Objective To investigate the inflammatory response in giant cell arteritis (GCA) by characterising the DNA methylation pattern within the temporal artery microenvironment.

Methods Twelve patients with non-equivocal histological evidence for GCA and 12 age-matched, sex-matched and ethnicity-matched controls with normal biopsies were studied. DNA was extracted from the affected portions of temporal artery tissue in patients with GCA and from histologically confirmed normal arteries in controls. Genome-wide DNA methylation status was evaluated using the Illumina Infinium HumanMethylation450 BeadChip Array. Differentially methylated loci between affected and unaffected arterial tissues were identified, and subsequent bioinformatic analysis performed. Immunohistochemistry was used to examine tissue expression patterns in temporal artery biopsies.

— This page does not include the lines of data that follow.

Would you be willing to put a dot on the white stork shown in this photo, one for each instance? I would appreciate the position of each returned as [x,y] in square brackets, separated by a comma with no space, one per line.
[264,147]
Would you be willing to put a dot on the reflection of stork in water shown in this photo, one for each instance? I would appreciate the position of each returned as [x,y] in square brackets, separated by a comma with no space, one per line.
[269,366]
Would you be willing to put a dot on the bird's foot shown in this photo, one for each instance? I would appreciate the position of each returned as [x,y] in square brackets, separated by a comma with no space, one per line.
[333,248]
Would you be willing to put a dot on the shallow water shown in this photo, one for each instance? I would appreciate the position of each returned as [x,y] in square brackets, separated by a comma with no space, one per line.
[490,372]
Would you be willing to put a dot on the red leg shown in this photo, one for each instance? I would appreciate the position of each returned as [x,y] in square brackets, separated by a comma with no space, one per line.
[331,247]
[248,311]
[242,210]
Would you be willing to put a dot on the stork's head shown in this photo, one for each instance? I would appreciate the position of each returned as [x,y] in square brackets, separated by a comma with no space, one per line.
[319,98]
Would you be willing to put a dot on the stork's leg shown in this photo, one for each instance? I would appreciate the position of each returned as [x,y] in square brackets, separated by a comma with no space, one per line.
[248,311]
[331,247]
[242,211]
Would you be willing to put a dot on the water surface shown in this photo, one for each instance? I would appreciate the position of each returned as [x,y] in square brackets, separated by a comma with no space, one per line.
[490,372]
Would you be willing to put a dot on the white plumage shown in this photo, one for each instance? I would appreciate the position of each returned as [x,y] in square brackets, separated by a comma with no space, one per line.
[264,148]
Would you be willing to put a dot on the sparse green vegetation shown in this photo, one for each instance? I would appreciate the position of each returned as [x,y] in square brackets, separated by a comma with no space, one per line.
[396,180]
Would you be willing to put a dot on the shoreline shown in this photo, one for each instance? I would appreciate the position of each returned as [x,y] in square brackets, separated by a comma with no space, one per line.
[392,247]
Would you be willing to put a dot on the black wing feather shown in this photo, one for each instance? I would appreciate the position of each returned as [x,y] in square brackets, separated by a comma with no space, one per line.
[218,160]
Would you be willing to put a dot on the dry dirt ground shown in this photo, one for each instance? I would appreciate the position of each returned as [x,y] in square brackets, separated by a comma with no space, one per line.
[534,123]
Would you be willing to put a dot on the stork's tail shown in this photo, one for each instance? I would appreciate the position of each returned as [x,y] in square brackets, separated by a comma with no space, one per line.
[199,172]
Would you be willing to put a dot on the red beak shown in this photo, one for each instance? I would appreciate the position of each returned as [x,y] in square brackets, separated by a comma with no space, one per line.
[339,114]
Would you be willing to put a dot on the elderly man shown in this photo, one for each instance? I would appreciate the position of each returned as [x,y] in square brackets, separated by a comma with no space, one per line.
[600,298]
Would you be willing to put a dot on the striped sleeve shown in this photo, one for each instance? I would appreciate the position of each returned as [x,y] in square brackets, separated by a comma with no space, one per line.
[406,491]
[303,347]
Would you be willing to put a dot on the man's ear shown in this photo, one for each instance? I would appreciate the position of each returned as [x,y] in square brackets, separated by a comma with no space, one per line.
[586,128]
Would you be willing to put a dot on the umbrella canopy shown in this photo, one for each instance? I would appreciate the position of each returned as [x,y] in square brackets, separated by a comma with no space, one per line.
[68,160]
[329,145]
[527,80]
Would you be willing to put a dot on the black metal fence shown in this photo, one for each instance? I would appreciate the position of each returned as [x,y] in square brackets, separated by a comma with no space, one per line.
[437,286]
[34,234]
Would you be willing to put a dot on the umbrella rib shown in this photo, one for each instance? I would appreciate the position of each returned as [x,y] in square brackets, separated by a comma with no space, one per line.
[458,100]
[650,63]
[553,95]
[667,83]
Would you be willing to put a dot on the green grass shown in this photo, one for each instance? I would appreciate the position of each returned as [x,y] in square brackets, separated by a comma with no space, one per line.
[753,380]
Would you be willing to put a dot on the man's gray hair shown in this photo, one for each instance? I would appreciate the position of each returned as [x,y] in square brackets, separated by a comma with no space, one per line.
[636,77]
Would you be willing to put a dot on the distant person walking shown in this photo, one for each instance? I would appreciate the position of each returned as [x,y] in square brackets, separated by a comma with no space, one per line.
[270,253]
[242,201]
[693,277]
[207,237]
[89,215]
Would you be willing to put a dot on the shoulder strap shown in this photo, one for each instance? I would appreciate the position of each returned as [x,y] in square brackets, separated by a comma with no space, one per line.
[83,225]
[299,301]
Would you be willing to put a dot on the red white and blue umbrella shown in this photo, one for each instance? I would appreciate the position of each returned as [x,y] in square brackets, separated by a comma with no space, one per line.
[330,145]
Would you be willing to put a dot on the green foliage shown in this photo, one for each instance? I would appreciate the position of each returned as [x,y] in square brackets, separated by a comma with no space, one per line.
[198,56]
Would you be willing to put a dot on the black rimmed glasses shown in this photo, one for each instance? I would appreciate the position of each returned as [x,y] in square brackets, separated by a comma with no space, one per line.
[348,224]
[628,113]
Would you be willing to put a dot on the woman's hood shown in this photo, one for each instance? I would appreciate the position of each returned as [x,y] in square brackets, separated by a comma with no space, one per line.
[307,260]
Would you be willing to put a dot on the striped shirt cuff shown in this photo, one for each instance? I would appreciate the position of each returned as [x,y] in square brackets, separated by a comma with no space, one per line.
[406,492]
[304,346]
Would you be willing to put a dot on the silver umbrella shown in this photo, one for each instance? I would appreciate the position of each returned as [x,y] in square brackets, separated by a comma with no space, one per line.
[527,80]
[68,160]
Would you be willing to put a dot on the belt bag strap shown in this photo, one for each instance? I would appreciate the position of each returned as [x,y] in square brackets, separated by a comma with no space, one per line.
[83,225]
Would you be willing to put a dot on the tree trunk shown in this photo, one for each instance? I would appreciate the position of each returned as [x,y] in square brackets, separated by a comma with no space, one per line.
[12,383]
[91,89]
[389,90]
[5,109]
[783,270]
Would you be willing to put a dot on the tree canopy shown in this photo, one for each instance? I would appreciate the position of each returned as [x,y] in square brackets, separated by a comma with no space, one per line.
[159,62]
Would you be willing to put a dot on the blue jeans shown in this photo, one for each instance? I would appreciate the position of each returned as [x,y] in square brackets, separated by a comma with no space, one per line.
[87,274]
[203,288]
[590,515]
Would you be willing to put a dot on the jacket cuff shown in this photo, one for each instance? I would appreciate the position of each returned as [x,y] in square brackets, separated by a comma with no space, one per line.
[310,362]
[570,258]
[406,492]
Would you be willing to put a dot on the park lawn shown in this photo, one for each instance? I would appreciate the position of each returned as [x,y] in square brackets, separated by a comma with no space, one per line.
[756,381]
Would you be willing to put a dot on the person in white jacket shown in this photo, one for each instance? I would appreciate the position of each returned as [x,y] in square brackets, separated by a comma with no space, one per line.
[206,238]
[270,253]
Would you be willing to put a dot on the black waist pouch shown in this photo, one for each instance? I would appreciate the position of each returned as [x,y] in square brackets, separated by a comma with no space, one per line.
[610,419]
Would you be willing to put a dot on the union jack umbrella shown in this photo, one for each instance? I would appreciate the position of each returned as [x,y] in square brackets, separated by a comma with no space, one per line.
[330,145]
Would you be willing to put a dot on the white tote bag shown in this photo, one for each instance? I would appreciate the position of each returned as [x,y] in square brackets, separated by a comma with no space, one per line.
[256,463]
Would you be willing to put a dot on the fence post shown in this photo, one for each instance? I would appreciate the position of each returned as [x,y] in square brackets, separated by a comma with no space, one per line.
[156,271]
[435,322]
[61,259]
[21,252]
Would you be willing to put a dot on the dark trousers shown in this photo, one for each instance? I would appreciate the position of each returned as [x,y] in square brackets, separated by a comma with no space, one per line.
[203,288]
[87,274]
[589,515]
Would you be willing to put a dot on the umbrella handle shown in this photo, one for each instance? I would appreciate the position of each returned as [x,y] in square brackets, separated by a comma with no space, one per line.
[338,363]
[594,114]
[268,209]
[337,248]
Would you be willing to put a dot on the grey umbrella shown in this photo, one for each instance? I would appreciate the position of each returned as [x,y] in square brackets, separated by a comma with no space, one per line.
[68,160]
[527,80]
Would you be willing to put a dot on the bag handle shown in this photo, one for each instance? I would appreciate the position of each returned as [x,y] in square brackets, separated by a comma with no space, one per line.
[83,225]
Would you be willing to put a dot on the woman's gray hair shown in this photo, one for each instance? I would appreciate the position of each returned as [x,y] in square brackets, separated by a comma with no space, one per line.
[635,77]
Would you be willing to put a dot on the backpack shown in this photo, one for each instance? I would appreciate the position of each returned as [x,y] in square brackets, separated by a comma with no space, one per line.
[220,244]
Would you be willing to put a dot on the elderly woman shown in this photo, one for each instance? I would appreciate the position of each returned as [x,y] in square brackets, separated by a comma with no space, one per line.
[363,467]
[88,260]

Results We identified 1555 hypomethylated CG sites (853 genes) in affected temporal artery tissue from patients with GCA compared with normal controls. Gene ontology enrichment analysis of hypomethylated genes revealed significant representation in T cell activation and differentiation pathways, including both TH1 and TH17 signatures. Our DNA methylation data suggest a role for increased activity of the calcineurin/nuclear factor of activated T cells (NFAT) signalling pathway in GCA, confirmed by immunohistochemistry showing increased expression and nuclear localisation of NFAT1. NFAT signalling downstream targets such as interleukin (IL)-21/IL-21R and CD40L were overexpressed in GCA-affected arteries. Further, proinflammatory genes including TNF, LTA, LTB, CCR7, RUNX3, CD6, CD40LG, IL2, IL6, NLRP1, IL1B, IL18, IL21, IL23R and IFNG were hypomethylated in the cellular milieu of GCA arteries.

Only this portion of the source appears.